One of those teammates is the 27-year-old Hamm, the reigning queen of footie, who is a household name--if your household has a girl who plays soccer. Hamm shoots Nike ads with Michael Jordan and earns more than $1 million a year in endorsements. She's one of the most recognized athletes in the U.S. One look at Hamm in action will tell you that she shares His Airness's furnace-like competitive fire and focus. But she parts company with him when it comes to her approach to fame. Jordan wears his celebrity comfortably, effortlessly, like a scarf thrown over his shoulders. Hamm finds the garment restricting. She has refused cover shoots for magazines because she doesn't want to steal the spotlight from her teammates. After scoring her record-breaking 108th international goal, against Brazil in May, she told a TV reporter to "get a life" when he asked her how she felt.
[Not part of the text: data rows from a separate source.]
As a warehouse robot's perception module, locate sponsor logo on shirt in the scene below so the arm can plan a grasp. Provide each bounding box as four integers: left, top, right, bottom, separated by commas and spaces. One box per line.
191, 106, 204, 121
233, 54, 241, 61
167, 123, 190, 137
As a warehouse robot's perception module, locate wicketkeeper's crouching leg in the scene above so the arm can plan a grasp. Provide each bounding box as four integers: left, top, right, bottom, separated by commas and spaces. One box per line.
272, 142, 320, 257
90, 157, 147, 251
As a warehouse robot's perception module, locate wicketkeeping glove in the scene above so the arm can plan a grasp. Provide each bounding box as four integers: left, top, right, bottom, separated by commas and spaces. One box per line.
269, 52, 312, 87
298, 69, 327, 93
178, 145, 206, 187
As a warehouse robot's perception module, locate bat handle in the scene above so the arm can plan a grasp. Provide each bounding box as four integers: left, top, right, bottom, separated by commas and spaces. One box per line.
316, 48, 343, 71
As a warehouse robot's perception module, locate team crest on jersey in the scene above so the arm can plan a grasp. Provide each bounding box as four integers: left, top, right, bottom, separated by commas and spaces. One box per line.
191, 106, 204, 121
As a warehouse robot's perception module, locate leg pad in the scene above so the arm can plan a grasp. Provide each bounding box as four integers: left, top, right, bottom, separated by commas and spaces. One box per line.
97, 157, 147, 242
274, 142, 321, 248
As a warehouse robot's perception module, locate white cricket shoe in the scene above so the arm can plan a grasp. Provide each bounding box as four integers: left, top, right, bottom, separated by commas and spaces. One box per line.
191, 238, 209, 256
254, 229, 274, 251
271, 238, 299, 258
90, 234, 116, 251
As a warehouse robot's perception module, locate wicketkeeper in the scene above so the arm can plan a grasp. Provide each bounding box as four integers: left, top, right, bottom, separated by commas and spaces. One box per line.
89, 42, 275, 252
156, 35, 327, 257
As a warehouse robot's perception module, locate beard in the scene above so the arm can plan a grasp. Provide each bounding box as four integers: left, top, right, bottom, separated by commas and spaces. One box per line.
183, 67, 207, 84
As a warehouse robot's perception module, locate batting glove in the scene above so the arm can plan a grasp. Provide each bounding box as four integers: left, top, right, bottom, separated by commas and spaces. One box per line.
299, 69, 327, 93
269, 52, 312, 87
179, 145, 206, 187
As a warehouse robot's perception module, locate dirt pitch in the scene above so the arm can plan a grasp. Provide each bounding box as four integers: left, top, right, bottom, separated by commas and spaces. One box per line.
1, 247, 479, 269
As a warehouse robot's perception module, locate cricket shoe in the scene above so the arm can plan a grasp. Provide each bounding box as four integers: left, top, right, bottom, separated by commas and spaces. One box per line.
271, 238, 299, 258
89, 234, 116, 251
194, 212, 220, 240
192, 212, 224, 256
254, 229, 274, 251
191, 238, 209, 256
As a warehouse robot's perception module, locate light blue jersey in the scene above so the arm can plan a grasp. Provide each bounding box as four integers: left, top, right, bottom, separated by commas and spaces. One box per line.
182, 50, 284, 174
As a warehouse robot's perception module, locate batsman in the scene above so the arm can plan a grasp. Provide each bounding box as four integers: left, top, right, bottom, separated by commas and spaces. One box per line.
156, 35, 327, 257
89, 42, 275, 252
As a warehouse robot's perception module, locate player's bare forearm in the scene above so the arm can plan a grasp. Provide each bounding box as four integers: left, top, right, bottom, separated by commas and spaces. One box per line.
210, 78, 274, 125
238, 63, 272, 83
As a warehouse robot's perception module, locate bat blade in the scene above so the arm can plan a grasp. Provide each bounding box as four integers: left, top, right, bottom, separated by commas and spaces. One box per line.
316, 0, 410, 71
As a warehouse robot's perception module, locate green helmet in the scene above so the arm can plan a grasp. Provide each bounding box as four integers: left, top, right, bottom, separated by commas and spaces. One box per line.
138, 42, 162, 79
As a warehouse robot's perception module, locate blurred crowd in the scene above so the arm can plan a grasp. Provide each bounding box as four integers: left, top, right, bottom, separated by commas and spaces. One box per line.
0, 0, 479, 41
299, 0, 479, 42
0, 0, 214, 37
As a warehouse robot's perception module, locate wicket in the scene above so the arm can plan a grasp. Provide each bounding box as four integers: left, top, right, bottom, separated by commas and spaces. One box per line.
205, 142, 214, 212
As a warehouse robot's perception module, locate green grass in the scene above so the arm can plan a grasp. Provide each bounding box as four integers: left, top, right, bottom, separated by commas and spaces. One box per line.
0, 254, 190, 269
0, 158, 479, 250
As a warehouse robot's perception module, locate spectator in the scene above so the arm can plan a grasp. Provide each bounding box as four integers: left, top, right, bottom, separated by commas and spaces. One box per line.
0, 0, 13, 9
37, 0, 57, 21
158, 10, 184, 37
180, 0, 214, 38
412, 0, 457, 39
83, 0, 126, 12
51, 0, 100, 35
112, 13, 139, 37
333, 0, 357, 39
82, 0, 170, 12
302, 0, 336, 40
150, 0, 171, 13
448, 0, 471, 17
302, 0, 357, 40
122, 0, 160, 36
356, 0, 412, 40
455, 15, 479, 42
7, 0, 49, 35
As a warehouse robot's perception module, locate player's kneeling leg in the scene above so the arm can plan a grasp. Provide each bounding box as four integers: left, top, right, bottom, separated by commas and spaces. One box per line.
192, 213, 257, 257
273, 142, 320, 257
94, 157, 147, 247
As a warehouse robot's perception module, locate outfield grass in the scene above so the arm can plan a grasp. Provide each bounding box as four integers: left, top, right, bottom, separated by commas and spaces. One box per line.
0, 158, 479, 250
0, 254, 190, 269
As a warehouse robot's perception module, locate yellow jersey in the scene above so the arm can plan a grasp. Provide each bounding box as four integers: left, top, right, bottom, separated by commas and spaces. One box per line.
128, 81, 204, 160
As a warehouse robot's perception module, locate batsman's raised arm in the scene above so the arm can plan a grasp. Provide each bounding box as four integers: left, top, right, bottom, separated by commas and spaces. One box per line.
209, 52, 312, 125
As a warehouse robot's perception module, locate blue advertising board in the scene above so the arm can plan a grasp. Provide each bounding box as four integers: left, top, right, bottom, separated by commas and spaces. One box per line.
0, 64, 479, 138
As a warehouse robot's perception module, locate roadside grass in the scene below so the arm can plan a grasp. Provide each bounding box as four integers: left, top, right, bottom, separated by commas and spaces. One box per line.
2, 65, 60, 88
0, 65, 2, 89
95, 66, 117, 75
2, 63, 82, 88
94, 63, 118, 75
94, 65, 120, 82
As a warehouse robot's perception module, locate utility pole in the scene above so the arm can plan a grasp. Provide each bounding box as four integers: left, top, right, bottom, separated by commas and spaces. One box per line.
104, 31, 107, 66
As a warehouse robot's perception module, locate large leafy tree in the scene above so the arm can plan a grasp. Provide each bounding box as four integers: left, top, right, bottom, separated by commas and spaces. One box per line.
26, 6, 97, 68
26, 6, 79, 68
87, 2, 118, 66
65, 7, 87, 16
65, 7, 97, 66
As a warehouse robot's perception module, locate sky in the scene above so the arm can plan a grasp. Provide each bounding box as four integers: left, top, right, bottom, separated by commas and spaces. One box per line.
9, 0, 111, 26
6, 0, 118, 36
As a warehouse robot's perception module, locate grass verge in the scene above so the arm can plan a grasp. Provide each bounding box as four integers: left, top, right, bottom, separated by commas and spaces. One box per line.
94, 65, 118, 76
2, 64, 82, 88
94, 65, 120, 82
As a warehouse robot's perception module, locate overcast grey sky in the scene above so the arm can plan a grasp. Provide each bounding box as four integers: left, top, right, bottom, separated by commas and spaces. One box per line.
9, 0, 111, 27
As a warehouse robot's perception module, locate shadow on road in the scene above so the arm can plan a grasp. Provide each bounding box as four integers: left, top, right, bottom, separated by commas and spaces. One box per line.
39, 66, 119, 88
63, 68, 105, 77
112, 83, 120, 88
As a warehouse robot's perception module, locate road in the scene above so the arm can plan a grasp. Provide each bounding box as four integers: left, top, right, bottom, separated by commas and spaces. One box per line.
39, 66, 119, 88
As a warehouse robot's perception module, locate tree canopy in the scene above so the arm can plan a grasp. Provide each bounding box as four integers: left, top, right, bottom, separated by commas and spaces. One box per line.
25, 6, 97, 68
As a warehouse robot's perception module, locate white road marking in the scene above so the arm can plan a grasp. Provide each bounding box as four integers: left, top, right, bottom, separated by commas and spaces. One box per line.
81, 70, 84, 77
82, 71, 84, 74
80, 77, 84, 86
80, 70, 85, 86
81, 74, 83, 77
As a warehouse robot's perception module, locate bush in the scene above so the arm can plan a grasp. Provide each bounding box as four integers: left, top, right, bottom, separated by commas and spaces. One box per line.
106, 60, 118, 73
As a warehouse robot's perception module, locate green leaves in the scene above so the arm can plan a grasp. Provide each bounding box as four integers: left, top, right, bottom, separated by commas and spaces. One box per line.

Soccer is her comfort zone, a place to lose herself within the team and the game. "Growing up, I was very competitive, and I didn't like to lose," she says. "I was an emotional kid, and sports let me be happy, sad, frustrated, all on one field. It was O.K. to be that." Says Tony DiCicco, the U.S. women's head coach: "You see Mia's true personality come out on the soccer field. Coupled with her athletic ability and talent, when she puts it together, she's a dynamo."
Hamm lurks wide on the wings, waiting patiently for the ball like a burglar casing a jewelry shop. When she gets it, she sets off the defense's alarm bells. Explosively fast, Hamm often outruns the support of her teammates, leaving her to fend off two or three defenders.
But stopping Hamm won't be enough. The U.S. team is deep, many having played together for more than a decade. Defender Joy Fawcett has had two children in her dozen years on the team. During the Cup, Mommy will be off, kicking some butt. The words team chemistry here don't refer to drug tests. "You develop a bond that comes from spending too much time together," laughs Julie Foudy, a.k.a. "Loudy," 28, the motormouth midfielder who is available after practice to provide wicked commentary on her teammates' lives. Foudy sealed the Denmark victory with another left-footed bomb, courtesy of a pass from Hamm, and celebrated by running to the bench and turning in a comic pirouette.
Says midfielder Michelle Akers, 33, a cheerful wreck of a player who is fighting bad knees and chronic fatigue syndrome to win another championship: "We're part of each other's lives. We're in each other's stories." And if the team wins another championship, the stories will only get better.